Al fin llegamos, pero aun faltaban algunas cosas por pasar...

Al fin y de nuevo con el puro olor de la gasolina llegamos a Bodoya. Nos dirigimos a casa de Cinthya. Una vez estacionados en casa de Cinthya todos bajamos, sentía las piernas dormidas, mi ánimo por los suelos, solo volteé a ver la cajuela de la camioneta, si alguien nos había hecho una broma lo había hecho muy bien. Los demás se veían igual que como yo me sentía, fríos, con el miedo en los ojos y las palabras hechas nudo. Cinthya nos pidió que pasáramos un momento a su casa a tomar algo y a calmarnos un poco. Dentro de su casa hablamos por 1era y unica vez de esto los 6 juntos.

Despues decidimos irnos a nuestras casa, pero Daniel no se quiso llevar la guitarra a su casa por un comentario que yo hice insinuando que hariamos si la anciana regresaba por la guitarra.

Para no hacer el cuento largo decidimos irla a dejar al conservatorio, obviamente a esa hora estaria cerrado pero la dejariamos en el patio que da a la calle.

Fuimos José, Daniel, Roberto y yo, Cnthya se quedó en su casa y a Odeth la pasamos a dejar antes de ir al conservatorio.

Ya ahí Jose y Daniel se saltaron la reja y entre Roberto y yo les pasamos la guitarra que no cabia entre las rejas. Con un poco de problemas lo logramos, la dejaron en una esquina, Roberto y yo nos regresamos a la camioneta cuando vemos que Daniel y José se brincan la reja, se suben a la camioneta, de pronto lo que terminó por vencerme piscologicamente, una persona viene caminando por la banqueta, abre la reja y se mete al conservatorio, era ella...

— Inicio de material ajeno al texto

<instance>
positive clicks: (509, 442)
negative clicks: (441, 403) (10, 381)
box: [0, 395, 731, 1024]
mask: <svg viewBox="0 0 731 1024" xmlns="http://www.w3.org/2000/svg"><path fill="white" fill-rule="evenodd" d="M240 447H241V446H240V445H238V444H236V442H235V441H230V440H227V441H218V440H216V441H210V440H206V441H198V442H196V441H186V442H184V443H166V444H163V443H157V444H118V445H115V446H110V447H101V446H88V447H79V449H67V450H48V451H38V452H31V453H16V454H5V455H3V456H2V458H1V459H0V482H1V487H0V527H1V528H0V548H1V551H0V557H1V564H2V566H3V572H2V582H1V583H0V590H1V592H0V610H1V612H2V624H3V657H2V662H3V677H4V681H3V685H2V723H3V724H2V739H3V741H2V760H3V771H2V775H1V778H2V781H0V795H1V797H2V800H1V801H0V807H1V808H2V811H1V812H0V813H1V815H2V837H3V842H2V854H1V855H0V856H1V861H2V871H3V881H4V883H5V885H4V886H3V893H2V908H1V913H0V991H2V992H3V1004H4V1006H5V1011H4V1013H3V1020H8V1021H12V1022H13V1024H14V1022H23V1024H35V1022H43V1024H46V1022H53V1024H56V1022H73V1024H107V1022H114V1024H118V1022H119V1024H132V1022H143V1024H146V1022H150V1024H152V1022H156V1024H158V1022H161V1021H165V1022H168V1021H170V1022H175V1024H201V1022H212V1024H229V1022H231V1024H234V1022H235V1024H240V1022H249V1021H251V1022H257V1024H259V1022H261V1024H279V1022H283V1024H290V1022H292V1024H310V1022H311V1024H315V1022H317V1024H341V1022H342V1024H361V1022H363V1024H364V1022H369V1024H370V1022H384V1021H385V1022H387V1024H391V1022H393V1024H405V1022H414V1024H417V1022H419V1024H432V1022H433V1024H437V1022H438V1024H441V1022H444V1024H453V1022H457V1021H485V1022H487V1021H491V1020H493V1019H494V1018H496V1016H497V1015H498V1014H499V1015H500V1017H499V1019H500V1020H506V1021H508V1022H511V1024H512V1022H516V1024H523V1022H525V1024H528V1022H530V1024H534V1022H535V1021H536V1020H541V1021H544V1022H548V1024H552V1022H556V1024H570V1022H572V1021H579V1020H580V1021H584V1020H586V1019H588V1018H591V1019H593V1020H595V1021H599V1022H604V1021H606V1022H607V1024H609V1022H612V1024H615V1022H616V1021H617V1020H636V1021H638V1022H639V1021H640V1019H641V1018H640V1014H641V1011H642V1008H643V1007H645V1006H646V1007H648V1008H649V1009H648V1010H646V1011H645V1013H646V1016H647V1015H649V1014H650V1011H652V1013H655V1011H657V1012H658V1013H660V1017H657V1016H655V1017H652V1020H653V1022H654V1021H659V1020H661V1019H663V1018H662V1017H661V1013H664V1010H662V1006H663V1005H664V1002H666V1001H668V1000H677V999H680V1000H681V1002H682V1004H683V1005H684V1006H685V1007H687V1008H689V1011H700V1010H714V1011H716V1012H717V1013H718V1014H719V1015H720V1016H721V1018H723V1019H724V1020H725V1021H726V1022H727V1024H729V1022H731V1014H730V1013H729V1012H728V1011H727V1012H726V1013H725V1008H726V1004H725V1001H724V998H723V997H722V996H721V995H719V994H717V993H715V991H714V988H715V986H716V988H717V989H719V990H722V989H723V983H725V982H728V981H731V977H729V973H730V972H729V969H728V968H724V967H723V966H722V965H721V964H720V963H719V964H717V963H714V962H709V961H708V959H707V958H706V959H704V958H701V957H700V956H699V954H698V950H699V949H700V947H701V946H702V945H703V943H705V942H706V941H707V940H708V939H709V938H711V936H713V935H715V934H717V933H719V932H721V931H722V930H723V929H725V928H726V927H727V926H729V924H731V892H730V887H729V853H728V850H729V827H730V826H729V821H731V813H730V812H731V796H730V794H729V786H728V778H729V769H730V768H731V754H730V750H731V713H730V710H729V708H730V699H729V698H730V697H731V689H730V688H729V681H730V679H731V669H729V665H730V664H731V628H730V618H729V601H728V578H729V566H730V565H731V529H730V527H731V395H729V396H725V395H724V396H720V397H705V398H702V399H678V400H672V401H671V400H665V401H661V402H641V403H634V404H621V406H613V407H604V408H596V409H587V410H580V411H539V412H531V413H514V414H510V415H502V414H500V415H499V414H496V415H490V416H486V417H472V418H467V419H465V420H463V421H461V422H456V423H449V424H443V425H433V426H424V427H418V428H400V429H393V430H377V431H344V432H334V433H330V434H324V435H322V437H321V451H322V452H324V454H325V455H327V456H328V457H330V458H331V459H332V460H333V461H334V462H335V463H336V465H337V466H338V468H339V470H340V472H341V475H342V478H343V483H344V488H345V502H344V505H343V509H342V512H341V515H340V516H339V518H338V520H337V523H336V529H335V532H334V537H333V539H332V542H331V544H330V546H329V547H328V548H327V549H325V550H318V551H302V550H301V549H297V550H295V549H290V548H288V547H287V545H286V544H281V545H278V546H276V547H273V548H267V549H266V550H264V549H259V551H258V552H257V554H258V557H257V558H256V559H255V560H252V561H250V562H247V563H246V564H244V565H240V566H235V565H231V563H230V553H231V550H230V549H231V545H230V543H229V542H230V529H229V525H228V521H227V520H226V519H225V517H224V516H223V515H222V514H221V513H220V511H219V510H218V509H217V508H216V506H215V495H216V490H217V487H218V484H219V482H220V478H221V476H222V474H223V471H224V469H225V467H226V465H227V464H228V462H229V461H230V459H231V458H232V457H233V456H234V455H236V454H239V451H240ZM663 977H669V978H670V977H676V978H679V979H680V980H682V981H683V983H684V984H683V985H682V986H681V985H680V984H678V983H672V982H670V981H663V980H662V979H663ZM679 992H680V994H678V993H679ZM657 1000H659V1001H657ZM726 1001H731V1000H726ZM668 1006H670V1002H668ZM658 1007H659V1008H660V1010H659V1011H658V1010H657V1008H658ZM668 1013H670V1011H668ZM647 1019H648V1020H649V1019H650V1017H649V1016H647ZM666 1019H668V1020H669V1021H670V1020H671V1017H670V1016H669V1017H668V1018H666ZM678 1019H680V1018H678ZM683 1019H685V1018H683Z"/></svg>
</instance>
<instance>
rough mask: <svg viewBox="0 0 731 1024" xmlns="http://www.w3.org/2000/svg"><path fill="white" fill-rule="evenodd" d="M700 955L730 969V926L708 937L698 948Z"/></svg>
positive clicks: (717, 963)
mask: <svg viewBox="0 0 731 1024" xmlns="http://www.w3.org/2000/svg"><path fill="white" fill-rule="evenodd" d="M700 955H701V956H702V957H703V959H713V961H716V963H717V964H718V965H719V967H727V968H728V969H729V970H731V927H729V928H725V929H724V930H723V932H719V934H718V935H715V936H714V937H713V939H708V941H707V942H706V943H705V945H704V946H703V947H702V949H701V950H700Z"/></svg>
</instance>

Ha pasado ya mucho tiempo de esto pero mis recuerdos siguen intactos. No pienso describir aqui todo lo que sucedio despues. Con muy pocas personas he hablado del asunto. A raíz de lo sucedido las cosas entre mi grupo de amigos comenzaron a cambiar, se dio un distanciamiento, las parejas terminaron y cada quien tomó su camino, un camino que hasta el día de hoy no nos ha vuelto a llevar al mismo lugar, pero creo que así es la vida, días después de lo sucedido nos reunimos y prometimos nunca hablar de lo ocurrido y parece ser que esa promesa llegó aun mas lejos cuando nunca mas nos volvimos a reunir los 6. Coincidencias? Casualidades? El hecho es que aunque mis amigos lo nieguen, lo sucedido marcó una línea en nuestra relación, un antes y un después.

Dedicado a mis amigos que junto conmigo vivieron esta experiencia.